Comparing her recollections from China with the current situation in the UK, what strikes Amy most is a sense of freedom. People are free to question the decisions that the Government makes and openly discuss and challenge them, which it is not quite possible in China. For instance, a Chinese individual (陈秋实) vanished overnight in February because he was reporting what was happening in the streets of Wuhan via the social media platform Weibo.

Indeed, talking to her relatives in China over the past months, it was clear to her how different the attitude is there. ‘They are extremely cautious, would stay indoors for weeks and months which reminds me the of the expression mingzhe baoshen 明哲保身 [trans: ‘the wise protect themselves’]. My mother never forgets to tag a phrase ‘always wear facemask’, as if that’s a way of protection for oneself.’

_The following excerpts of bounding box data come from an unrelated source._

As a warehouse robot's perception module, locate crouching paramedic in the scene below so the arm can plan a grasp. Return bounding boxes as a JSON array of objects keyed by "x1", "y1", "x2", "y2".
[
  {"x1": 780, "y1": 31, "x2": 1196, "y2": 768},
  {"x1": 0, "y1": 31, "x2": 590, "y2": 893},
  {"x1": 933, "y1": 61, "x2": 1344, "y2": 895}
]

So, is she wearing a mask now, forty years after wearing masks in primary school? Does she follow her mother’s advice? ‘No!’. Of course, she admits that when it becomes mandatory for everyone to wear masks, she will obey the rules. But if she can avoid it, she will.

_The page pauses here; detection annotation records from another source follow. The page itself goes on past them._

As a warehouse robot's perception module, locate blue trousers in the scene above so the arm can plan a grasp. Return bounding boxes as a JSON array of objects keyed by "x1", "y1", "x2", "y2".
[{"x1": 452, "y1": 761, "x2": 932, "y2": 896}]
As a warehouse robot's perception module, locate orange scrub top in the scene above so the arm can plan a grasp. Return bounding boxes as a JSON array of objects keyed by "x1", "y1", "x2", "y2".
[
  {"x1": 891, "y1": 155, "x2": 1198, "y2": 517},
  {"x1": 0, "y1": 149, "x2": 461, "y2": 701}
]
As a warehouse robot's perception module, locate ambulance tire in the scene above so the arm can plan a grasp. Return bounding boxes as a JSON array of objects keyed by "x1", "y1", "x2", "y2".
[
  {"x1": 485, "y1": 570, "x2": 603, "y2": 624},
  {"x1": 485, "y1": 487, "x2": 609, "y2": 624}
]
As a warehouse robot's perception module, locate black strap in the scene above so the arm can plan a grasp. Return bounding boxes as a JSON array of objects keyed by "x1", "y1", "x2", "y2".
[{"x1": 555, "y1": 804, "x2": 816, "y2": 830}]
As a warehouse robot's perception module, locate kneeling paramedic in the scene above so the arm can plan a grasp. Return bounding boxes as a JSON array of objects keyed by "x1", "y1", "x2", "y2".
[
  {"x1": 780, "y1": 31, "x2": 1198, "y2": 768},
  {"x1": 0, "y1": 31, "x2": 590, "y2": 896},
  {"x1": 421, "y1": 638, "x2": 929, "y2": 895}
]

Amy talks about being ‘scarred’ by having to wear those grubby masks as a child. But when I push her on this, it seems there is also another reason. For her to wear a mask would mean looking ‘just like any other Chinese person wearing those masks’.

Having lived here in the UK for so long, having made her home in Coventry for over twenty years, she may not quite describe herself as ‘English’ (we agreed on that; both of us don’t think we’d ever describe ourselves as English), even though she acquired a British passport in 2004. Equally, it doesn’t feel right to be grouped together with those who have only just arrived in the UK. Like so many of us in the Global History and Culture Centre, Amy belongs to more than one place. She is a global citizen.